Amy Khoshbin: Ghosts
October 23 - December 20, 2019

Rooted in a dystopic mythic narrative around death, perdition, and rebirth, GHOSTS explored ideas of grief, loss, greed, chaos, and corruption from the personal to the political. Through both humorous and melancholic installation, video, and sculpture, Khoshbin entered the conversation via the lens of her own story, with the recent loss of her father. Exploring legacy by using his personal artifacts and distinctive advice as source material, Khoshbin reflected on the universal and specific methodologies of memorialization– the archives and subsequent mythologies we leave behind. Specific books that formed her father’s ideology, such as Passages and Executive Time Management, became guides in traversing not only her Iranian father’s immigrant history as a manager in corporate America, but also the larger ideas of migration, belonging, and the failure of the American dream.

Khoshbin’s Iranian father was a character who reappears in her work as a conduit to explore identity and legacy through embodiment and performance. In GHOSTS, Khoshbin used photography, collage, and immersive installation to specifically focus on his role as a corporate businessman in America, his life spent seeking “success” - working his way up the ladder only to hit the glass ceiling because of his accent and heritage. Using science fiction tropes and historical research in her practice, Khoshbin focused on the cyclical fallacy of ideologies that subsume personal humanity in the service of capitalist gain.

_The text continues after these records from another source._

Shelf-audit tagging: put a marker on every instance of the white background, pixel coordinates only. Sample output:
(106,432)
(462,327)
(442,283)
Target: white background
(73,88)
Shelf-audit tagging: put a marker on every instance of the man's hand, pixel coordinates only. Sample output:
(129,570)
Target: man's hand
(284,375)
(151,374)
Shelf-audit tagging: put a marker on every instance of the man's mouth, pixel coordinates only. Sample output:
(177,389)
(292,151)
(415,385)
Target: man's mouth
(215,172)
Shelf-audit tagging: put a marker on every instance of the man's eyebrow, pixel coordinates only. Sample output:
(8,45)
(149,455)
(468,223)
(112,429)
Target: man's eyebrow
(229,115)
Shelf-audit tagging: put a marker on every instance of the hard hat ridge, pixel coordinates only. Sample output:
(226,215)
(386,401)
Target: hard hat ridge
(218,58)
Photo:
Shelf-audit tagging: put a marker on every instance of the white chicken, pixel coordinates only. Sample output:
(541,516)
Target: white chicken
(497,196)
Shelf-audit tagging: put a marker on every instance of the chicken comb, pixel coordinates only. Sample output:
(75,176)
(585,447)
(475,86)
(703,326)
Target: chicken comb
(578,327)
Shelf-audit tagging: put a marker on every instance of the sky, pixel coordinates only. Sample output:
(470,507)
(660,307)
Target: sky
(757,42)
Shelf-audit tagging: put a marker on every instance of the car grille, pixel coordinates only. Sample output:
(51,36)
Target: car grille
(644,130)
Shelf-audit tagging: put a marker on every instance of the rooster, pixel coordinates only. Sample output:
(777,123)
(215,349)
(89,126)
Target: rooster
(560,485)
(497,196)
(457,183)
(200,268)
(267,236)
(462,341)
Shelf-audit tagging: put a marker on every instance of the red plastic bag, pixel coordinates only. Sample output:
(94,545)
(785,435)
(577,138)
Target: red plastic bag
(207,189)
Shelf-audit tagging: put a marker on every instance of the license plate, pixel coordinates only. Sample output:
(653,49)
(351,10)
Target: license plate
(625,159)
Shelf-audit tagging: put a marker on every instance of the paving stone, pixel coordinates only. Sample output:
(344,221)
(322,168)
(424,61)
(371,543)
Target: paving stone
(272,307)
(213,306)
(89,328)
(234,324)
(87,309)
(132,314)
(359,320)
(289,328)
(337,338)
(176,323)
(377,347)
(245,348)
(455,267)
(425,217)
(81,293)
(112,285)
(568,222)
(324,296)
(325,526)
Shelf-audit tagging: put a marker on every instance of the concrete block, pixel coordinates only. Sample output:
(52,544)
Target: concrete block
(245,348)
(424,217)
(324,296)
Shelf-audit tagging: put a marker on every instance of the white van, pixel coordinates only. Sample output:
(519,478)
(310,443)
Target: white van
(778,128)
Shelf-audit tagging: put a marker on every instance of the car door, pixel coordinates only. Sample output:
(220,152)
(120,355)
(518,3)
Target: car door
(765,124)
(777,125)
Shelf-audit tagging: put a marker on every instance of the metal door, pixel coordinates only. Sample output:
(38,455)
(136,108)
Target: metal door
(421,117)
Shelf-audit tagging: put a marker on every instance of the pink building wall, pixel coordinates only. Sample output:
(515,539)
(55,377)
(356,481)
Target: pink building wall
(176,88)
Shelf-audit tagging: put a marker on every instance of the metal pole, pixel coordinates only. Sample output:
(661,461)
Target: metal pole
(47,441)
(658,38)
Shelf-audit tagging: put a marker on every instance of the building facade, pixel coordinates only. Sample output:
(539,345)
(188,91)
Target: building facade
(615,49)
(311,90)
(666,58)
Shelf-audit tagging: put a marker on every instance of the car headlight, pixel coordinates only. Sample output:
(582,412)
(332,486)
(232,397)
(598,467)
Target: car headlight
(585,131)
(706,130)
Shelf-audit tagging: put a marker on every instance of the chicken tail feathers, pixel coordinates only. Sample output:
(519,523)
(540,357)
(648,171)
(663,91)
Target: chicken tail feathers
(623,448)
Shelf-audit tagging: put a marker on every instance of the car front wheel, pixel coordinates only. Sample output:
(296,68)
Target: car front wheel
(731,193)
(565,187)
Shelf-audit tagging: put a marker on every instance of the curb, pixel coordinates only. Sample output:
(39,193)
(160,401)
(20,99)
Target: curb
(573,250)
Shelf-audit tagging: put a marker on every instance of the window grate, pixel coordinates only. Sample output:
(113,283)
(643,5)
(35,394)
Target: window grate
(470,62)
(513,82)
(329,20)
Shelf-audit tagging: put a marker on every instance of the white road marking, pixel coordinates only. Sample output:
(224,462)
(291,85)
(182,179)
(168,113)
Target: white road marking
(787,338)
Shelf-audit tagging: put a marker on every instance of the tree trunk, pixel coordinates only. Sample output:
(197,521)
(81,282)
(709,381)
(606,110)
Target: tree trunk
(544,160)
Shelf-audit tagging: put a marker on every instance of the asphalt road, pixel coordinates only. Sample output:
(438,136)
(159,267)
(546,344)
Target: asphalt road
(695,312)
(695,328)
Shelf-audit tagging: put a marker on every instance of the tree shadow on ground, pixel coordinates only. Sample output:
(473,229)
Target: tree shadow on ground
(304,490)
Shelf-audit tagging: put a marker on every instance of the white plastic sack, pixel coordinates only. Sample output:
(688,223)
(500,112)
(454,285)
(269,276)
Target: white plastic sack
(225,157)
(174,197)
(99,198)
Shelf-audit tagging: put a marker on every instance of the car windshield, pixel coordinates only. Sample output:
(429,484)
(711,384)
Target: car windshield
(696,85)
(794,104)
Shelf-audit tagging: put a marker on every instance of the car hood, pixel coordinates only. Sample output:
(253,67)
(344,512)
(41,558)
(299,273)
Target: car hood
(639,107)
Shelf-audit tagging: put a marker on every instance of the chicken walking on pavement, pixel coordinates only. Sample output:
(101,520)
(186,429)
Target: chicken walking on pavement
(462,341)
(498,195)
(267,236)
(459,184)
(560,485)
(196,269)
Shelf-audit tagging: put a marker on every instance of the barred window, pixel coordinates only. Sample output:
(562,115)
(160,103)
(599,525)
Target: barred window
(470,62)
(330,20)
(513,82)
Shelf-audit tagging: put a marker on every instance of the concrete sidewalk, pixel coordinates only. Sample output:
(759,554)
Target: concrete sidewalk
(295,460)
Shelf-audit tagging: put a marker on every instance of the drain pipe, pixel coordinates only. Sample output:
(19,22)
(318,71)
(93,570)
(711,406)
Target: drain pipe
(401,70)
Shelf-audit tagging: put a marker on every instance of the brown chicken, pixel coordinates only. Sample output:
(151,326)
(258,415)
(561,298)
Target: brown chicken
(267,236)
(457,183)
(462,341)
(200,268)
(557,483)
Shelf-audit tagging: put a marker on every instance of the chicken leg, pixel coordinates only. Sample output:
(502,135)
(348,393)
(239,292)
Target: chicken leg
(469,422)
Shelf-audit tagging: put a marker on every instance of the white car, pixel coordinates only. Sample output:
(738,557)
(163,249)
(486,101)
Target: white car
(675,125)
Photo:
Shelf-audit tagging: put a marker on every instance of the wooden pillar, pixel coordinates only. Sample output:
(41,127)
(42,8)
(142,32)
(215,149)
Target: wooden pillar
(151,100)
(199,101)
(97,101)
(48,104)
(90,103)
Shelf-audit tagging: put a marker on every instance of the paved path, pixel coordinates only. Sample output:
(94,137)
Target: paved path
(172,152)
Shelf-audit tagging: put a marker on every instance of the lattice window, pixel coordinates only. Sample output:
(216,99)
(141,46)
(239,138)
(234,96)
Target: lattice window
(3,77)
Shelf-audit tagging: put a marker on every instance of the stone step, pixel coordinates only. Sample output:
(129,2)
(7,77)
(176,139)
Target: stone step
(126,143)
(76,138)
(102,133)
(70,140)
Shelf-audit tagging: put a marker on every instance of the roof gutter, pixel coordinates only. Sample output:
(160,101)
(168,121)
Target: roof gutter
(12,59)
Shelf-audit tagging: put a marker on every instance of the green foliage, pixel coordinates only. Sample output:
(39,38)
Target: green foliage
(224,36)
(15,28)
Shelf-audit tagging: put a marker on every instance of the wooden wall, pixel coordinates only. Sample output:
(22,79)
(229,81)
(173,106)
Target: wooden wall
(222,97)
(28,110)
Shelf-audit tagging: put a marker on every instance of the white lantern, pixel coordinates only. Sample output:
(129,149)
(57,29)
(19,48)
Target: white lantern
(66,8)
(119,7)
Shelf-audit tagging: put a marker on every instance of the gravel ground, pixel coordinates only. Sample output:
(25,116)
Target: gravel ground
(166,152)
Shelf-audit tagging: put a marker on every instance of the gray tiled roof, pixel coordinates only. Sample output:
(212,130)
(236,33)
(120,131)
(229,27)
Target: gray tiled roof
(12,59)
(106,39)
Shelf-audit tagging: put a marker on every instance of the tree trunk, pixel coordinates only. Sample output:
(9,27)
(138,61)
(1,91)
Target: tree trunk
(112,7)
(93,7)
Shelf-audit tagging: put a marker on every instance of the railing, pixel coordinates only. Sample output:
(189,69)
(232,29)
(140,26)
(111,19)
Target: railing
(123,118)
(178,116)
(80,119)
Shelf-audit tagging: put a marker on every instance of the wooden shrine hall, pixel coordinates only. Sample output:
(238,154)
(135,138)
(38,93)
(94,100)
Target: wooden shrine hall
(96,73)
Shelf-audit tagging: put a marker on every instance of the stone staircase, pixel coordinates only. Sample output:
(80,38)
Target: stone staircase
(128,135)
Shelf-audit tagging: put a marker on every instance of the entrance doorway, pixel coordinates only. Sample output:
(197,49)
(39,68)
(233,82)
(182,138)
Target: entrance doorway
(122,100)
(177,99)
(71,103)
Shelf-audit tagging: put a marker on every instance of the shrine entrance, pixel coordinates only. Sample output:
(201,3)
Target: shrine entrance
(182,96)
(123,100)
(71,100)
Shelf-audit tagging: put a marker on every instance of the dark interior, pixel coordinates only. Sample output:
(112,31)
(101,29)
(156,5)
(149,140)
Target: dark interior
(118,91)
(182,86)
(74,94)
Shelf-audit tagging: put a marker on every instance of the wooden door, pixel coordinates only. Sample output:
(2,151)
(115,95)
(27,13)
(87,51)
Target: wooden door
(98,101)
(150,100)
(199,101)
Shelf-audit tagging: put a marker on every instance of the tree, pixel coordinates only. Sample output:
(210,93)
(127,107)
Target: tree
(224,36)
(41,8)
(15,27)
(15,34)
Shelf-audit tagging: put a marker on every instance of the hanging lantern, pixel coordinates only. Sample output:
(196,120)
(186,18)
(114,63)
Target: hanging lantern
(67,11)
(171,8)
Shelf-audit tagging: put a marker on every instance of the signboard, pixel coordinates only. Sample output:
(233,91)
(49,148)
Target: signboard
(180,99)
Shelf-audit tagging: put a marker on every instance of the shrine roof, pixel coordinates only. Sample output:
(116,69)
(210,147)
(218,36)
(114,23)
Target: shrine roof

Khoshbin took a critical position on the state of contemporary America. She approached today’s socio-political reality of a divided nation split between a heavily corporatized, white supremacist, patriarchal government and the proletariat. She used her personal history as source material while also pulling imagery and technique from ancient Egyptian dioramas, Persian miniature painting series such as the Shahnameh, and elements from corporate welcome packets as a means to demonstrate the systemic and cyclical continuity of power hierarchies throughout history.  Notable pieces amongst this body of work included Lifetime Guarantee (2019), a life-size executive desk fashioned in the shape of a coffin– a nod to the current administration; Hellcome! (2019), a satirical corporate onboarding video; and Love you billions (2019), a death shroud hand-sewn from Khoshbin’s father’s handkerchiefs by the artist’s mother that spoke both to the Muslim and Baha’i funerary traditions of wrapping the body before burial, and the historic tradition of lovers embroidering messages to one another.  

About the Artist
Amy Khoshbin’s practice advocates for changing commercial culture by using popular media genres to create connections and catharsis. Her work has been shown widely; notable institutions and galleries include: The Whitney Museum of American Art,  The Guggenheim Museum, Times Square Arts, Artpace, The High Line, Socrates Sculpture Park, Knockdown Center, National Sawdust, and festivals such as River to River and South by Southwest. Khoshbin has participated in numerous residency programs including  The Watermill Center, Project for Empty Space, Anderson Ranch, Lower Manhattan Cultural Council, MANA Contemporary, and Banff Centre for the Arts. She is a Franklin Furnace Fund recipient and has received a Rema Hort Mann Artist Community Engagement Grant. Khoshbin is currently a 2019-2020 Artist in Residence at Lower Manhattan Cultural Council’s Arts Center on Governor’s Island and part-time faculty at Parsons, The New School for Design and MFA-IA at Sierra Nevada College. Khoshbin received her M.A. at New York University and B.A. from the University of Texas at Austin.